Perform statistical testing on word error rates(WER) between ASR models using the bootstrap method. This library computes the confidence interval (CI) between the WER difference of two competing Automatic speech recognition (ASR) models X and Y.
The implementation is based on these two papers; Bootstrap estimates for confidence intervals in ASR performance evaluation and Statistical Testing on ASR Performance via Blockwise Bootstrap.

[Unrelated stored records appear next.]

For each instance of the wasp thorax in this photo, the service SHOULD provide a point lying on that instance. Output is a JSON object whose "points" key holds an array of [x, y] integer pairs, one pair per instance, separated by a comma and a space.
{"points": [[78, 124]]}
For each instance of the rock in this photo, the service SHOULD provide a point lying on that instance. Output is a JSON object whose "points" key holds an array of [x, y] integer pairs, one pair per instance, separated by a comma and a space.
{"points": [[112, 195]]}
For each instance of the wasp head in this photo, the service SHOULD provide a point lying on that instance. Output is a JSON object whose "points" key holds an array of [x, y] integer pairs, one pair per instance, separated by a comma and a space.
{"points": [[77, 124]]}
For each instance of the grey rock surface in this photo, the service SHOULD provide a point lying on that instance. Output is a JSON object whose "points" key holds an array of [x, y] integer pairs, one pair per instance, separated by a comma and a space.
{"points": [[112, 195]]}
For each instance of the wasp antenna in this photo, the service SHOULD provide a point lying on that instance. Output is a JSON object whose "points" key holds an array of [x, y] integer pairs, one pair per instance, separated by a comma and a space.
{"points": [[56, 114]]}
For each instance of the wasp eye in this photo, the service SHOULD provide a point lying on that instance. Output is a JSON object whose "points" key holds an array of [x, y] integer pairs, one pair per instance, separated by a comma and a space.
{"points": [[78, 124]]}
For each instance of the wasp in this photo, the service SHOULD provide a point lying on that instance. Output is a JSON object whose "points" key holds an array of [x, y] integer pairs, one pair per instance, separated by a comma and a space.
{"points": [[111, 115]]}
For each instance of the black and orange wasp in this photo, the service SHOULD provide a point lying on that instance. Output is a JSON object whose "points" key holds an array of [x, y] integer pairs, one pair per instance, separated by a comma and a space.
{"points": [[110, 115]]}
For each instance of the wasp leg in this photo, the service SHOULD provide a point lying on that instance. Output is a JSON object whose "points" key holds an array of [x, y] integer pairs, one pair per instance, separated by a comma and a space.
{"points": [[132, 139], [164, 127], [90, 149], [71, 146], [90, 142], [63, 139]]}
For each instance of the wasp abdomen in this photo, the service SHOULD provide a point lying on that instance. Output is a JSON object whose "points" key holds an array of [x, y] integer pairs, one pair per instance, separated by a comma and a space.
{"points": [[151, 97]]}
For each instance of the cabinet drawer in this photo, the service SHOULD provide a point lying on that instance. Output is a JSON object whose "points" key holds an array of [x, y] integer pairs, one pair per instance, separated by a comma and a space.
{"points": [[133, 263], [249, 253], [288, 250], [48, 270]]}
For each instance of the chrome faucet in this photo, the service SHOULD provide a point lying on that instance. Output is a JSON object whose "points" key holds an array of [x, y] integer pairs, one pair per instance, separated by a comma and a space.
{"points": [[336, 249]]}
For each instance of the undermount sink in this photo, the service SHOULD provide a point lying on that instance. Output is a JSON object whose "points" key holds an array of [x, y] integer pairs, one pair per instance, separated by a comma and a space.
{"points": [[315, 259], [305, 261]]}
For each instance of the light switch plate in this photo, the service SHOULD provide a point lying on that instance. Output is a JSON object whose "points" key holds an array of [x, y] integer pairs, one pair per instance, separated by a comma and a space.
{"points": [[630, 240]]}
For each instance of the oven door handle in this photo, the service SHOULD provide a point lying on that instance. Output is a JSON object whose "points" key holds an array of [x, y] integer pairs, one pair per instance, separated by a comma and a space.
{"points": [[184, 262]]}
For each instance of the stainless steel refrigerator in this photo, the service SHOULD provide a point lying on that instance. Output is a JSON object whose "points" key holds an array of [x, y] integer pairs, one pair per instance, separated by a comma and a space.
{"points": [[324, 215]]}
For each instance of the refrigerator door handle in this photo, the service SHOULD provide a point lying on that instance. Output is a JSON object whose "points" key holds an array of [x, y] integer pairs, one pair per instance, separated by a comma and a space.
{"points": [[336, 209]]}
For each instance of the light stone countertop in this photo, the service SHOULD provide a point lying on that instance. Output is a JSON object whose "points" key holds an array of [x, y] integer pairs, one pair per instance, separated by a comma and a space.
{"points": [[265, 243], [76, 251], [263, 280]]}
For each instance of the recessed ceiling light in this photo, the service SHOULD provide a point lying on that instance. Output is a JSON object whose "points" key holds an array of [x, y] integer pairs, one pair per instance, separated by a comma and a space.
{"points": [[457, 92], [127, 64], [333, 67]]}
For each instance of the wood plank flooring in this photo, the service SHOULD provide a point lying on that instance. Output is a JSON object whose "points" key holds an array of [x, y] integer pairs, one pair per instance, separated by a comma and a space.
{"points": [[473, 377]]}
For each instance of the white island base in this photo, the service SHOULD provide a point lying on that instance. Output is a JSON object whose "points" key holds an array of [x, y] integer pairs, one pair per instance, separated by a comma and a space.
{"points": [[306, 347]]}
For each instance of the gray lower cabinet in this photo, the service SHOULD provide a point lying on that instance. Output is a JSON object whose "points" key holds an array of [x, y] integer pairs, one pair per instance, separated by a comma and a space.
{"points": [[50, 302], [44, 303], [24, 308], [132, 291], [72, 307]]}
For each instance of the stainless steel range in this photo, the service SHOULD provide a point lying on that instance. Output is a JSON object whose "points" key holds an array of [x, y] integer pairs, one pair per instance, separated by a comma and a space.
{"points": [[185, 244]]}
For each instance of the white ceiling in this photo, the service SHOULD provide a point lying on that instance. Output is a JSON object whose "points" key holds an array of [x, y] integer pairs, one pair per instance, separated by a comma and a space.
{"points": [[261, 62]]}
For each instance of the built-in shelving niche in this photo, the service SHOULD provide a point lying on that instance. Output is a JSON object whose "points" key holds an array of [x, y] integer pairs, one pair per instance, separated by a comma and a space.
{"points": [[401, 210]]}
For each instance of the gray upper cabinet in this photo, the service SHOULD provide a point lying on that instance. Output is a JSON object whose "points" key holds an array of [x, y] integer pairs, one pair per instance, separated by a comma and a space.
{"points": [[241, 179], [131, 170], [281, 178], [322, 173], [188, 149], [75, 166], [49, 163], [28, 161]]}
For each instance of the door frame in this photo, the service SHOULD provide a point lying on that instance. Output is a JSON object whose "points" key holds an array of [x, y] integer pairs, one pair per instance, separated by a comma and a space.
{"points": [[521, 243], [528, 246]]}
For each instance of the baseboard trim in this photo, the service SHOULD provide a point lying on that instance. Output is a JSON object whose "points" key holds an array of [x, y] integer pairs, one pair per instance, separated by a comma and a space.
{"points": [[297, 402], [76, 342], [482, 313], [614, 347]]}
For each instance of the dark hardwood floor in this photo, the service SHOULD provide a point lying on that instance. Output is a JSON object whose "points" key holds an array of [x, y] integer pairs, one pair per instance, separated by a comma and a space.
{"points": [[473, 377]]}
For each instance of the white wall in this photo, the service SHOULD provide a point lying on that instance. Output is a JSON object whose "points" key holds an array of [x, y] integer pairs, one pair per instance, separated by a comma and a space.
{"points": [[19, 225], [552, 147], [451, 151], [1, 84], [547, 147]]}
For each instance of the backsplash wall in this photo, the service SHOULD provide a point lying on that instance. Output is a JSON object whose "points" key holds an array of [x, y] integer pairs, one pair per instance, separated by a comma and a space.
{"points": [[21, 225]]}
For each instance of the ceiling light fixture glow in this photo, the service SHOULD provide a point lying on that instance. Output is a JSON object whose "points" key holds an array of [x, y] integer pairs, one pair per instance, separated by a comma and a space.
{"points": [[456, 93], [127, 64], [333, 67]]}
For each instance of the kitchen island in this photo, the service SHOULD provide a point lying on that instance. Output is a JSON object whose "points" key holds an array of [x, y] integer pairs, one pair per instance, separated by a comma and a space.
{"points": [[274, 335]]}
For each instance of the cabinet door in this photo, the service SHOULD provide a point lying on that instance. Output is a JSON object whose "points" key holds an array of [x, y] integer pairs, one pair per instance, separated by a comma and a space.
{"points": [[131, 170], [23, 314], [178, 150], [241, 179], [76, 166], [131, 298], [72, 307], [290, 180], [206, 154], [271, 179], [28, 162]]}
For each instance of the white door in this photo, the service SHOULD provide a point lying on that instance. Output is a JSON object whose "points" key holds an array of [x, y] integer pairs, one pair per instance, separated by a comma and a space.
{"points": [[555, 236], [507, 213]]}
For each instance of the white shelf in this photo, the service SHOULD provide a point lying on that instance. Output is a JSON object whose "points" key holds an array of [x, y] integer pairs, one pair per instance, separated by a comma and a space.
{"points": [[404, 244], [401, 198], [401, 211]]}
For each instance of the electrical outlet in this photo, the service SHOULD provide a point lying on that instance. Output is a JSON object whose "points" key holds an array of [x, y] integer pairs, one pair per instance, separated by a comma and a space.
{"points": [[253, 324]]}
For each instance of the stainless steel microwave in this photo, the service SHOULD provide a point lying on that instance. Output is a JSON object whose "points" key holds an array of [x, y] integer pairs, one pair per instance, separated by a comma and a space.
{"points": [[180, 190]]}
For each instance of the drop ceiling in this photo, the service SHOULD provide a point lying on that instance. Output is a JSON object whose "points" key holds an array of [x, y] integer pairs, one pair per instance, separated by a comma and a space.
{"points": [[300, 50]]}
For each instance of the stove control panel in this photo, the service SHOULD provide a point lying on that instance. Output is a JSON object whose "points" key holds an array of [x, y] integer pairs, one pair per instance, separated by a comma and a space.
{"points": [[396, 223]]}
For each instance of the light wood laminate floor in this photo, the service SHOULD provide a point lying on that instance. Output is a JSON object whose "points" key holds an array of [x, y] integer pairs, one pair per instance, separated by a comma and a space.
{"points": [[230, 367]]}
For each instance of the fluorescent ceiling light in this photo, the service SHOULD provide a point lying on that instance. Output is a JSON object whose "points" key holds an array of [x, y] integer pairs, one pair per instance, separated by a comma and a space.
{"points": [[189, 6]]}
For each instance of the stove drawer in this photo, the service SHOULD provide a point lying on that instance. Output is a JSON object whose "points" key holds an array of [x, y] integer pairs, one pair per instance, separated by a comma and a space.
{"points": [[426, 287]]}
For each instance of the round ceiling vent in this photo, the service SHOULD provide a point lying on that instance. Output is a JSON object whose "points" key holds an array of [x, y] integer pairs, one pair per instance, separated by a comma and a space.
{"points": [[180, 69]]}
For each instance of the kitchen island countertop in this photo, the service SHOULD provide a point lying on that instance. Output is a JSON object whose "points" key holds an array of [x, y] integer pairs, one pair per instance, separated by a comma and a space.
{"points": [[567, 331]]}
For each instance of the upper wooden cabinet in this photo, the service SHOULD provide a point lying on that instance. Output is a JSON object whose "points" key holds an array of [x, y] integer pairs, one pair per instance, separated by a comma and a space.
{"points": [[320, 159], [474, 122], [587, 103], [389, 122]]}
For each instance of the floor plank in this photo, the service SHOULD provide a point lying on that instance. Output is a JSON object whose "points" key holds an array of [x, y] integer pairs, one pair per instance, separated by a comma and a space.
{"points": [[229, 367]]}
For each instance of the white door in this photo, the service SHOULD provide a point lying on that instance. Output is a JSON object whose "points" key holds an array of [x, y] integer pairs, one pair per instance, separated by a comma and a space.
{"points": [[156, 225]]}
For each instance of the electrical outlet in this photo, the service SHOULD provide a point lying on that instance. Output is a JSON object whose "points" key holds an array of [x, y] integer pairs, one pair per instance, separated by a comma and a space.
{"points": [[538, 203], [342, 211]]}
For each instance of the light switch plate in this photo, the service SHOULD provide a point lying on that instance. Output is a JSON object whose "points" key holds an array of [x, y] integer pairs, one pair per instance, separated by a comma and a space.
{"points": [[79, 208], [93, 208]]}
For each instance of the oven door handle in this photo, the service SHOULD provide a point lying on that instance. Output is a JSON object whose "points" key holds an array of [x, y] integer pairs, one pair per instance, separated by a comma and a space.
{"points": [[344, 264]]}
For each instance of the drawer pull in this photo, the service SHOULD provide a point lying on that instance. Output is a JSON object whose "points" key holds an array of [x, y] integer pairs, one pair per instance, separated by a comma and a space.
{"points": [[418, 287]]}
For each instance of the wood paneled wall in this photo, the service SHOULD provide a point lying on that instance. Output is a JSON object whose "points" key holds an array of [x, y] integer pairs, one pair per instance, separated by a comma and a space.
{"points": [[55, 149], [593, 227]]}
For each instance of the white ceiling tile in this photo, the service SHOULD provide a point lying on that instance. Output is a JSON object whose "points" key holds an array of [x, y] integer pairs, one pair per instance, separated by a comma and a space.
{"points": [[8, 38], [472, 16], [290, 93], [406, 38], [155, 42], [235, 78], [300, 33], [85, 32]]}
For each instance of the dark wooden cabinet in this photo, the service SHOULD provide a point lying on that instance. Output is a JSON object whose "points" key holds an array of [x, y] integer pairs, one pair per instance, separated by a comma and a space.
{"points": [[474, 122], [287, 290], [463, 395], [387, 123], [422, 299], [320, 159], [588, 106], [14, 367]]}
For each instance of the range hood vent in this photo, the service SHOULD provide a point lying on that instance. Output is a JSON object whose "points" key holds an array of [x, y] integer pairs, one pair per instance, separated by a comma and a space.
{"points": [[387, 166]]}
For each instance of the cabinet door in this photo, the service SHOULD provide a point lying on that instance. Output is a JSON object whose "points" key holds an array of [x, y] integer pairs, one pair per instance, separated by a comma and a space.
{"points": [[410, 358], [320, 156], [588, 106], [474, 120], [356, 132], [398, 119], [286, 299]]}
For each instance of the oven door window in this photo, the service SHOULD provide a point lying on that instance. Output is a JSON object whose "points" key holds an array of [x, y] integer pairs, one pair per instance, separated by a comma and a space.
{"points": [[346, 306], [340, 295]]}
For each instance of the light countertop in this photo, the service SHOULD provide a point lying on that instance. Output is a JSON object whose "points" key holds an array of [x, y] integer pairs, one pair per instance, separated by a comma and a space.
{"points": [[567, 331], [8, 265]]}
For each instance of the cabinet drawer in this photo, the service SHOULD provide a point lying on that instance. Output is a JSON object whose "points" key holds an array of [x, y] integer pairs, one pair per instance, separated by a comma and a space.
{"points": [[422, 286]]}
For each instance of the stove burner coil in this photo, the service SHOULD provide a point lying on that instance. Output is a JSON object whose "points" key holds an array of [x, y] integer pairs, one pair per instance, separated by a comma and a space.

For each model X and Y, compute total errors and count of words for each sentence in your test set. Then save them in a text file with a seperator. For example, for a sentence in the test set;
model A: 5 errors model B: 10 errors total number of words in sentence: 12
Save as 5|10|12
where "|" is used as a separator. If you intend to use blockwise sampling, e.g. sampling on speakers, then save as 5|10|12|speaker_id
Checkout the test_files
directory for example files.
To find out if model Y is better than model X;
cd asr_stat_significance
import numpy as np
np.random.seed(42)
from asr_stat_significance import StatisticalSignificance
si_obj = StatisticalSignificance(
file_path="wer_file.txt",
total_batch=1000,
use_gaussian_appr=True,
)
ci_obj = si_obj.compute_significance(
num_samples_per_batch=30, confidence_level=0.95)
print(ci_obj)
print(f"The difference in WER between Model X and Y is significant: ", {ci_obj.is_significant()})
OR when you would like to perform bootstrap sampling based on some criteria such as speaker, gender, or age, etc.
import numpy as np
np.random.seed(42)
from asr_stat_significance import StatisticalSignificance
si_obj_block = StatisticalSignificance(
file_path="wer_file_block.txt",
total_batch=1000,
use_gaussian_appr=True,
)
ci_obj_block = si_obj_block.compute_significance(num_samples_per_block=2,
confidence_level=0.95, use_blockwise_bootstrap=True,)
print(ci_obj_block)
print(f"The difference in WER between Model X and Y is significant: ", {ci_obj_block.is_significant()})
If both values of CI low and CI high lie fully on the negative side on the real axis (i.e., if both values are negative), then, at the confidence level specified, the difference in WER is statistically significant. Therefore, one can say model Y is better than model X.
- confidence_level: Confidence level to be used for computation. Typical levels include 90%, 95% and 99%. Default is 95%.
- total_batch: total amount of bootstrap sampling runs. Note that sampling is done with replacement. Typical values are 10^2, 10^3, 10^4. Default is 10^3.
- num_samples_per_batch: The number of WER/CER data selected for each batch. Value should be based on the size of the test set.
- num_samples_per_block: If
use_blockwise_bootstrap=True
, then, this is the number of samples to collect from each block during bootstrap sampling.